An Analysis of DAWNBench v1, a Time-to-Accuracy Benchmark for Deep Learning

As the cost of training deep learning models has increased, the community has proposed a range of hardware, software, and statistical optimizations to decrease this cost. While some of these optimizations simply run the same operations faster (e.g., upgrading from a K80 to a P100), others (e.g., asynchronous SGD, reduced precision) trade off statistical performance (number of iterations needed to obtain a certain accuracy) for improved hardware performance (time needed for each iteration). To understand these trade-offs, we created DAWNBench and used “time-to-accuracy” as the main metric. In the first iteration of DAWNBench, time-to-accuracy and cost-to-accuracy fell by orders of magnitude for both ImageNet and CIFAR10.

Despite these dramatic improvements, we still had questions about the time-to-accuracy metric. Can competitors cherry-pick the best training run? Do models optimized for time-to-accuracy generalize well? How important is the accuracy threshold? Can optimizing models for time-to-accuracy teach us anything?

To answer these questions, we leveraged the code included with submissions to DAWNBench. Even though we didn’t require code with submissions, we were pleasantly surprised to see all the ImageNet and CIFAR10 entries provided open-source code. This was invaluable in running the experiments presented in this blogpost and the accompanying preprint. These experiments provide evidence that time-to-accuracy is stable, models optimized for time-to-accuracy generalize well, the accuracy threshold is critical, and that there’s still much room for improvement. We’ll cover some of these results in this blog post.

Is time-to-accuracy a good metric?

Time-to-accuracy is stable

To test the stability of time-to-accuracy, we ran multiple runs for the top single server blade DAWNBench entries for both the CIFAR10 and ImageNet tasks, and computed the coefficient of variation across the runs. We also computed the fraction of runs that satisfy the accuracy threshold (94% top-1 accuracy for CIFAR10 and 93% top-5 accuracy for ImageNet). The entries almost always reach the provided accuracy threshold; the CIFAR10 Wide ResNet-34 entries use cyclic learning rates, which seems to hurt stability. In addition, the coefficient of variation is fairly low across the different entries.

Models optimized for time-to-accuracy generalize well

We evaluated the generalization ability of models optimized for time-to-accuracy on a set of ~2800 images we crowdsourced ourselves from Flickr.
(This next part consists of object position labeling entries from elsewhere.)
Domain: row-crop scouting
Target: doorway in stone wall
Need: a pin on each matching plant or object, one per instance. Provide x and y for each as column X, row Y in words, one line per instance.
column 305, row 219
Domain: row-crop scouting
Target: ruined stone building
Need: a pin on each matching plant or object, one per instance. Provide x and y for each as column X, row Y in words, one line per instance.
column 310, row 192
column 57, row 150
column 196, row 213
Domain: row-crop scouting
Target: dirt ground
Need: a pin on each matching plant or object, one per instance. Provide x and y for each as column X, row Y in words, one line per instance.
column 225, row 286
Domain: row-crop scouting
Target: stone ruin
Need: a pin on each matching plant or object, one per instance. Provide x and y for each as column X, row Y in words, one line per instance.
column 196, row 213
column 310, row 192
We observed that the models optimized for time-to-accuracy achieve about the same top-5 accuracy as the pre-trained ResNet-50 model provided by PyTorch. In addition, these models all achieve a higher top-5 accuracy than the pre-trained ResNet18 model and a lower top-5 accuracy than the pre-trained ResNet-152 model.
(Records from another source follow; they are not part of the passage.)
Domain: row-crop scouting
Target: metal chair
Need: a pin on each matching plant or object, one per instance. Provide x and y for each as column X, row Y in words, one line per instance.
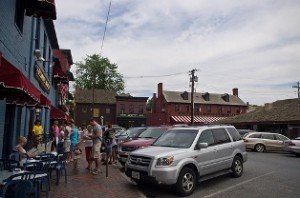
column 61, row 166
column 17, row 189
column 17, row 156
column 8, row 164
column 28, row 176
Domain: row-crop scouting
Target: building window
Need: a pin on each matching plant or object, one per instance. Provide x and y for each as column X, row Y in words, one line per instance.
column 229, row 109
column 45, row 50
column 96, row 112
column 177, row 108
column 219, row 109
column 141, row 109
column 122, row 109
column 49, row 59
column 19, row 14
column 37, row 33
column 131, row 109
column 208, row 108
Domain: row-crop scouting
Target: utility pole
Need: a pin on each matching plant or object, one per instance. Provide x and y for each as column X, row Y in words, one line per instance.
column 297, row 87
column 193, row 79
column 93, row 95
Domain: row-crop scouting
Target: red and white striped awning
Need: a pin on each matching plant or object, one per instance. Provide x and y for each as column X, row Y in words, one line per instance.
column 197, row 119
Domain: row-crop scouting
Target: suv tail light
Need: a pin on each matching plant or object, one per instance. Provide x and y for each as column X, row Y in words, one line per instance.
column 292, row 143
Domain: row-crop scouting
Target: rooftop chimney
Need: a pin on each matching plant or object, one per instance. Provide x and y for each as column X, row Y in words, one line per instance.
column 235, row 92
column 159, row 90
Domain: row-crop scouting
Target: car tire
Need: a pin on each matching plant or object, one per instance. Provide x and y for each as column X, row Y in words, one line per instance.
column 259, row 148
column 186, row 182
column 237, row 167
We also evaluated one of the ImageNet entries optimized for time-to-accuracy on three fine-tuning tasks, where the weights of the convolutional layers are kept fixed and not modified, and the only weights modified are those belonging to the final fully connected layer. The optimized model performs 1.87% worse on Birds-200, which is the hardest task, but nearly the same on Kaggle cat/dog and Leeds butterfly, indicating that models optimized for time-to-accuracy generalize as well as models that are not.

The accuracy threshold is critical

To study the effect of threshold on time-to-accuracy, we plot time-to-accuracy for different top-5 accuracy thresholds ranging from 90% to 93% for ImageNet image classification. We pick two submitted DAWNBench entries, one from fast.ai and another from Intel. In addition, we also show results for ResNet models that use accelerated learning rate schedules to reach 91% and 92% top-5 accuracies as fast as possible. We note that it is possible to optimize for lower accuracy thresholds, but doing this can prevent the models from reaching higher accuracy thresholds. Thus, if the goal is to produce a high-quality model as fast as possible, it’s important to set the accuracy threshold high, because otherwise, we can open ourselves up to a number of optimizations that tradeoff a fair bit of accuracy for improved throughput.
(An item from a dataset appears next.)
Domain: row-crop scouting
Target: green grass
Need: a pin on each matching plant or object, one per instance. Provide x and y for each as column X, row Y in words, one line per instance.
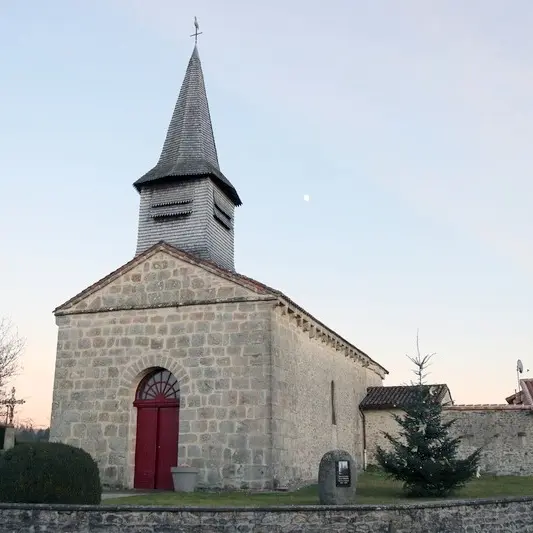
column 372, row 488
What can we learn from the DAWNBench v1 results?

Software, hardware, and statistical optimizations are all necessary for good performance

To study the different optimizations used in the DAWNBench entries, we performed a lesion study and factor analysis on the top CIFAR10 entry. We observed that achieving high performance requires a range of software (support for low precision arithmetic and cyclical learning rates), hardware (fp16 processing units), and statistical optimizations (large minibatch training with learning rate warmup).

Deep Learning training often scales poorly

A number of the ImageNet entries achieved speedups by scaling to larger numbers of machines. To study this further, we plot speedup in time-to-accuracy and time-per-epoch on an AmoebaNet model that uses a TPU Pod and a ResNet-50 model on V100 GPUs in a Nvidia DGX-1. The AmoebaNet model scales poorly, as can been seen in the figure below. The ResNet-50 model, on the other hand, scales much better. We also observed ResNet-50 was able to use a maximum minibatch size twice as large as AmoebaNet and consequently more TPUs while still converging to the target accuracy threshold, indicating that learned architectures could be more sensitive to hyperparameters like minibatch size.

Current Deep Learning frameworks underutilize modern hardware

To further study the hardware performance of various entries, we use the roofline model and plot computational throughput (in floating point operations per second) against the operational intensity of the application (number of floating-point operations performed per DRAM byte accessed). Applications with high operational intensity are “compute-bound”, while applications with low operational intensity are “memory-bound”.

All analyzed entries severely underutilize the available compute resources – each point achieves a throughput significantly lower than the peak device throughput. All analyzed CIFAR10 models operate in low operational intensity regimes, partially because of the small input size (32x32). The ImageNet entries do a better job of utilizing hardware, but still are as much as a factor of 10x away from peak device throughput for the GPUs. We suspect that the entries that use the V100s do not fully use the Tensor Cores, which are advertised to deliver 125 Teraflops of half-precision arithmetic. The TPUs are better utilized, with a utilization of 45% for the ResNet-50 model, and 31% for the AmoebaNet model (not pictured in Figure 8).

What’s next?

Building on our success and experience with DAWNBench, we have joined forces with several academic and industry organizations to form MLPerf in an effort to evaluate an extended set of tasks using the time-to-accuracy metric. Based on the results above, focusing on the trade-offs between hardware and statistical performance will set valuable future directions for systems and research in this space. For more details and results, see our preprint.